Game 1: Angels 8, Mariners 1 | Game 2: Mariners 13, Angels 2
Game 3: Angels 5, Mariners 0 | Game 4: Mariners 3, Angels 1
Runs Scored: 16
Runs Allowed: 17
YTD Record: 95-58 | 1st in AL West | Magic Number: 0!
Up Next: Friday vs. TEX
The Los Angeles Angels of Anaheim are the American League West Division Champions! In 2014! That’s, like, right now! How cool is that?
I’ll be the first to admit I did not expect the Angels to come away with a division title this year. From Spring Training well into August, the common refrain is our series recaps was something to the effect of: “The A’s are out of reach, so let’s temper expectations and focus on maintaining Wild Card position.” Even as September approached and the gap between Anaheim and Oakland closed I had a hard time believing the Halos could keep the good times rolling. But then the Angels and Athletics did the whole ships-passing-in-the-night routine and now I look back and wonder how I ever doubted that the team couldn’t hang with Billy Beane’s band of brigands. Not so much because the Athletics seem to have fallen into the Springfield Mystery Spot — though, holy hell what is happening up there?! — but because the Halos have been otherworldly for three-plus months now. They are 64-30 since June 6, which is good for a .680 winning percentage. Over the course of an entire season, that’d put them on pace for 110 wins — only six teams in MLB history have ever won that many. We can’t just ignore the first two months of this season, of course, but it’s plainly evident they are a very different team now than they were in May, in both persona and personnel.
Considering that the Halos get to coast for the next two weeks while their four potential ALDS opponents duke it out to determine three playoff spots, it’s natural to worry that the Angels might lose their “edge” by the time October arrives, or that one of the Royals/Tigers/A’s/Mariners quartet will have momentum on their side. Of the myriad clichés about the playoffs — i.e. players with prior postseason experience are more likely to succeed; home-field advantage is huge; teams who can’t play “small ball” don’t to well in the postseason; etc. — the only one that has actually stood up to any sort of scientific scrutiny is, unfortunately, the maxim I’ve already primed you for: that teams perform better in October if they have to fight for a playoff spot down to wire.

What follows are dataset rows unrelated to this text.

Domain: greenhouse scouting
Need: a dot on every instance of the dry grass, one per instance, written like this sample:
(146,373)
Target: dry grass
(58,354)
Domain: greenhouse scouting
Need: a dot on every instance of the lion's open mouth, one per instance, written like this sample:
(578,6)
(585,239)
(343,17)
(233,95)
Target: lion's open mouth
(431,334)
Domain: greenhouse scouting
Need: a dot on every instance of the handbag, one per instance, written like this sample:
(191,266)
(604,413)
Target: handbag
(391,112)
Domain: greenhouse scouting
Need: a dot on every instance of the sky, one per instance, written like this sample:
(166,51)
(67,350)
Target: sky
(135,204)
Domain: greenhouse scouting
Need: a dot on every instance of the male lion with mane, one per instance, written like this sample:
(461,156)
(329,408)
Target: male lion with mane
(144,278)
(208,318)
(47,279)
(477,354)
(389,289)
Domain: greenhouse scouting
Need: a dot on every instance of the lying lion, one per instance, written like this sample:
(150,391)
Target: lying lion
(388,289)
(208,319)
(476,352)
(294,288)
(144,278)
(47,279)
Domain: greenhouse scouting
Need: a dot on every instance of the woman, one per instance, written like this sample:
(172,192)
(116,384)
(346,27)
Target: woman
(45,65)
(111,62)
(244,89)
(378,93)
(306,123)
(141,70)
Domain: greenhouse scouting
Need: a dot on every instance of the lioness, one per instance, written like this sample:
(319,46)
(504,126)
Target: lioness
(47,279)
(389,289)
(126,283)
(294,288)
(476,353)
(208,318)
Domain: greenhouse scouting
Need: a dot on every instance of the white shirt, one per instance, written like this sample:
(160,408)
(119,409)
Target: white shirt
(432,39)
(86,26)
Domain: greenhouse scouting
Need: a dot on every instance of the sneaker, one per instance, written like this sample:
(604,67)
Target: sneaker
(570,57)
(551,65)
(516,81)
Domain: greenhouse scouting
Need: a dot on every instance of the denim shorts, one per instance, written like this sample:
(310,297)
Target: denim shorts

As you’d expect, it’s not so simple as “teams in tight races are better playoff teams,” it’s a more nuanced “teams whose playoff hopes come down to the final days of the season tend to get a slightly better performance from their pitching staffs in the postseason than would normally be expected.” (Hitters aren’t afforded that same advantage, for whatever reason.) This little statistical quirk could potentially spell bad news for the Angels, as all four of their potential opponents already boast some of the strongest rotations in the American League, but having the best offense in baseball should help mitigate the effect some.